Maintenant la France, en Europe, n'a plus d'ami que Charles-Quint, son capital ennemi. Elle s'est isolée. Libre à lui de tenir sa promesse. S'il ne la tenait pas, que ferait-elle? la guerre, mais seule et sans ami, ne pouvant, même par la guerre, sortir de la profonde ornière où elle est entrée pour toujours, et dont ne la tireront pas même cinquante années de guerres de religion.
CHAPITRE XXI
DERNIÈRE GUERRE, RUINE ET MORT DE FRANÇOIS Ier
1539-1547
On peut dater d'ici le règne d'Henri II et de Diane de Poitiers. François Ier n'est plus qu'une cérémonie, une ombre. La réaction règne par Montmorency d'abord, ami de Diane et de l'Empereur; puis par les prêtres, les cardinaux de Tournon, de Lorraine, et les cadets de Lorraine, les Guises, généraux du clergé, tous serviteurs et créatures de la triomphante maîtresse.
Comment finit François Ier? Il meurt huit ans d'avance par une horrible maladie (1539), dont la médecine ne le sauve qu'en l'exterminant[27]. Ses derniers portraits font frémir; leur bouffissure difforme témoigne de l'énergie des remèdes qui ne lui donnèrent ce répit qu'en bouleversant l'homme physique, éteignant l'homme moral.
À ce prix on parvint à pouvoir le montrer, le remettre à cheval, le mener quelque peu à l'armée, à la chasse. Au conseil même, dans quelques circonstances, il voulut décider; mais tout lui échappait. Il était incapable de suite. Sans sa maîtresse ou garde-malade, la duchesse d'Étampes, qui s'indignait, le réveillait parfois, il se fût résigné peut-être; mais elle ne cessait, dans sa haine jalouse contre Diane, de rouvrir les yeux du malade sur sa déchéance réelle. Contre le nouveau roi, si peu Français, si contraire à son père, et qu'on eût cru plutôt un fils de l'Empereur, elle élevait, créait un rival, le jeune et brillant duc d'Orléans pour qui elle eût voulu un trône.

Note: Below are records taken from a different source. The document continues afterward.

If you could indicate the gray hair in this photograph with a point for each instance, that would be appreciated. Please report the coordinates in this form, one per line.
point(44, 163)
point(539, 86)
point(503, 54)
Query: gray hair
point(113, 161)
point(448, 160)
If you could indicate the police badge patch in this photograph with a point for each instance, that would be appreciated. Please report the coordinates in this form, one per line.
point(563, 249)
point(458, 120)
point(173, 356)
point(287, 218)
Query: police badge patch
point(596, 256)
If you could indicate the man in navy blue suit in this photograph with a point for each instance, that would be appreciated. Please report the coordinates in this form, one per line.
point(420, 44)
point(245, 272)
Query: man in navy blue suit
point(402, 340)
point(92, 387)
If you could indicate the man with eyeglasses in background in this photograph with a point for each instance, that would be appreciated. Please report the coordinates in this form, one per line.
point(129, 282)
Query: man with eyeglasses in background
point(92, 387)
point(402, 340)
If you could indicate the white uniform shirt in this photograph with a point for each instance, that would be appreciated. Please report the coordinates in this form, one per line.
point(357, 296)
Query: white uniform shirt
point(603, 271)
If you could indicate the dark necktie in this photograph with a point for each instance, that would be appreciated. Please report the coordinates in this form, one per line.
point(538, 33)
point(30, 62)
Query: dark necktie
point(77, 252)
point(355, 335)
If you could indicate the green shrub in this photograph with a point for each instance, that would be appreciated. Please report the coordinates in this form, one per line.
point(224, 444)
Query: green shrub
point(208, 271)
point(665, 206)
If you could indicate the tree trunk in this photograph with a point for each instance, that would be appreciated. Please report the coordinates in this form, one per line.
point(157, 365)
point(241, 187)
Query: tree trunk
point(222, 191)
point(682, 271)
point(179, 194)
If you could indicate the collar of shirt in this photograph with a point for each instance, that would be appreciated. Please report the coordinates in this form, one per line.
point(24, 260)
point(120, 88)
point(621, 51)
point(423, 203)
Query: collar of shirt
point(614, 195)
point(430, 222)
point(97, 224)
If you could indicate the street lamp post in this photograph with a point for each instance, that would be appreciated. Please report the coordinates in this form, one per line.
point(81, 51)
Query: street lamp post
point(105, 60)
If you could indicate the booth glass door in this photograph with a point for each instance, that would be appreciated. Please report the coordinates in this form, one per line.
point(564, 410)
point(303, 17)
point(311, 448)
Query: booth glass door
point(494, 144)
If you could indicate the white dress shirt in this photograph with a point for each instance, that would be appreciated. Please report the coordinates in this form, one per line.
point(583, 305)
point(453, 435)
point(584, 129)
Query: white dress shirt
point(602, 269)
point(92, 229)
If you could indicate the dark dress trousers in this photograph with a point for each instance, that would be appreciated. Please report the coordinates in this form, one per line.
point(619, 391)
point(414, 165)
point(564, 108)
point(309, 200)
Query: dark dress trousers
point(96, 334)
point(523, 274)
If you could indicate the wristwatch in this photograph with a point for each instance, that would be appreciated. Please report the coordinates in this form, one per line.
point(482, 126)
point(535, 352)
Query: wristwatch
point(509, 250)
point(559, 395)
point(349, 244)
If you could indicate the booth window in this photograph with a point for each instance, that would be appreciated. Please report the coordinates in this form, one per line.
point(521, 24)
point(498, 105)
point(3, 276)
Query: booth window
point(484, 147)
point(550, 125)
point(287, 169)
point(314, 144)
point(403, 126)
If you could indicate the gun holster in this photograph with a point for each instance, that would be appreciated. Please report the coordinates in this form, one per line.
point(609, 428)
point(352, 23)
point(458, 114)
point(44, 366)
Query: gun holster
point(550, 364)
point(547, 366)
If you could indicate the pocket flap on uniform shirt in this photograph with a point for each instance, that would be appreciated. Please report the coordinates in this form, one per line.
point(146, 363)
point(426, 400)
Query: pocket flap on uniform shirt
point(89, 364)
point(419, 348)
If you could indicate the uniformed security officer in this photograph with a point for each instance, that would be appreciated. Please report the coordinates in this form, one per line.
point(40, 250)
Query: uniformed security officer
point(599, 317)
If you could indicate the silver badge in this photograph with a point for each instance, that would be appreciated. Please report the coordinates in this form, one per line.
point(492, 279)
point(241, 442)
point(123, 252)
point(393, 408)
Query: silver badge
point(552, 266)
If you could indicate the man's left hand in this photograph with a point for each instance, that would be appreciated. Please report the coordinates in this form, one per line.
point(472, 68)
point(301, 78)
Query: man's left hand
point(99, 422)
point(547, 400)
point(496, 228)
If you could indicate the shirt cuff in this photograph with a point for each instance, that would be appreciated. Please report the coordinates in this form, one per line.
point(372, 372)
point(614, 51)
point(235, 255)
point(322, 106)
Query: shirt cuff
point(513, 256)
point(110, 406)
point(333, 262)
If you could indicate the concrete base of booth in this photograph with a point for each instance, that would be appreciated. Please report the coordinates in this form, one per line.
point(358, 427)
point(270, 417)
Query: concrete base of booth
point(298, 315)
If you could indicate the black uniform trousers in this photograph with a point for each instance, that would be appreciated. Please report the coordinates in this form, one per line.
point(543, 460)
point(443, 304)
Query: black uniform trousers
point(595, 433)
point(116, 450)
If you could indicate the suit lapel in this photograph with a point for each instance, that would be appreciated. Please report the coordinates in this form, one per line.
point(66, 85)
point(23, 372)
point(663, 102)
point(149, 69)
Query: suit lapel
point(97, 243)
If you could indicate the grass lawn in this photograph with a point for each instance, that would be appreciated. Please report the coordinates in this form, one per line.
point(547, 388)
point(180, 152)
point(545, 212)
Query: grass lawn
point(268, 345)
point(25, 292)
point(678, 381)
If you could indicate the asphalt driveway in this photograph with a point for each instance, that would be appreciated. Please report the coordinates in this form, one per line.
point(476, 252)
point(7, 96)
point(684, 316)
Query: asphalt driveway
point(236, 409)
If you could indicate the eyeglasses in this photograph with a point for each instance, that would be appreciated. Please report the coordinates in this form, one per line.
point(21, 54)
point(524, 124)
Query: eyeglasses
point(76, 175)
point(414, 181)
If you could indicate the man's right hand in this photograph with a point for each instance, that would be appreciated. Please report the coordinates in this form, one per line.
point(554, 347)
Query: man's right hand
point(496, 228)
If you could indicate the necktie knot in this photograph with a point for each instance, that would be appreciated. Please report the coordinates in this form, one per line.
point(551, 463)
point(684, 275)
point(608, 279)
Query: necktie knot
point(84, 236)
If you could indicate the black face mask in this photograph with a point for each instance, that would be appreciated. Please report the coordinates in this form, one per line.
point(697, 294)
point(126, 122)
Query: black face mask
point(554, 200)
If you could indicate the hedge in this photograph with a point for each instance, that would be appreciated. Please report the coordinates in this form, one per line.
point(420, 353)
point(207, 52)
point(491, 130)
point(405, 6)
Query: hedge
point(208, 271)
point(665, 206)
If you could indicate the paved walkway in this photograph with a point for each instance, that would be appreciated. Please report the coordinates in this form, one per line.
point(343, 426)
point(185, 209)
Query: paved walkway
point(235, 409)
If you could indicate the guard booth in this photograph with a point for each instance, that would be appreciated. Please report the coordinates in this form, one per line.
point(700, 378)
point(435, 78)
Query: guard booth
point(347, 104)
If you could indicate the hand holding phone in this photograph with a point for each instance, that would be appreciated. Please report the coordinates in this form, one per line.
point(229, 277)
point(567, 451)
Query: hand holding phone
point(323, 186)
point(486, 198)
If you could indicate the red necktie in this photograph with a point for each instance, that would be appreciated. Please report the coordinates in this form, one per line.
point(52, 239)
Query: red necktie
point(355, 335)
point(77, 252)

Dès le 23 septembre 1538, le roi étant revenu à Compiègne, et souffrant d'un cruel abcès qui le mit à la mort, Montmorency ne perdit pas un moment et inaugura la politique nouvelle en faisant arrêter, poursuivre son ennemi, l'ami de la duchesse d'Étampes, Brion (ou l'amiral Chabot)[28]. Il le fit éplucher avec une rigueur extraordinaire par ses légistes à lui, de manière à trouver quelque indélicatesse, quelque abus de pouvoir, péchés communs à tous les favoris.
Tous nos ambassadeurs reçurent en même temps un nouveau mot d'ordre, fort surprenant (ils n'y pouvaient croire): de travailler partout pour l'Empereur. Ordre d'agir pour lui auprès du Turc, de lui ménager une trêve. Ordre d'engager l'Allemagne à s'unir contre Soliman. Défense au protégé du roi, au duc de Wurtemberg, d'agir contre les évêchés catholiques, et notification à la diète que le roi s'unissait à l'Empereur pour rétablir la religion.
Henri VIII eût volontiers épousé une princesse française. On venait d'en donner une au roi d'Écosse. On s'engage à Madrid à ne faire avec l'Angleterre aucun traité de mariage. Loin de là, on accueille un plan d'un de nos envoyés pour le détrônement d'Henri, le démembrement de son royaume, l'anéantissement de l'Angleterre.
Dans cette année 1539, Montmorency fut la vraie providence de Charles-Quint. Au moment où l'Espagne le menaçait par ses cortès, au moment où Gand révolté décapitait son doyen, comme partisan de l'Empereur, au moment où il apprenait les révoltes de ses armées, où tout lui échappait, Montmorency lui met la France dans les mains, le secret de nos négociations avec le Turc et l'Angleterre, lui confie le fil même de notre diplomatie (5 août 1539), jusqu'à trahir la confiance de Gand qui se livrait à nous.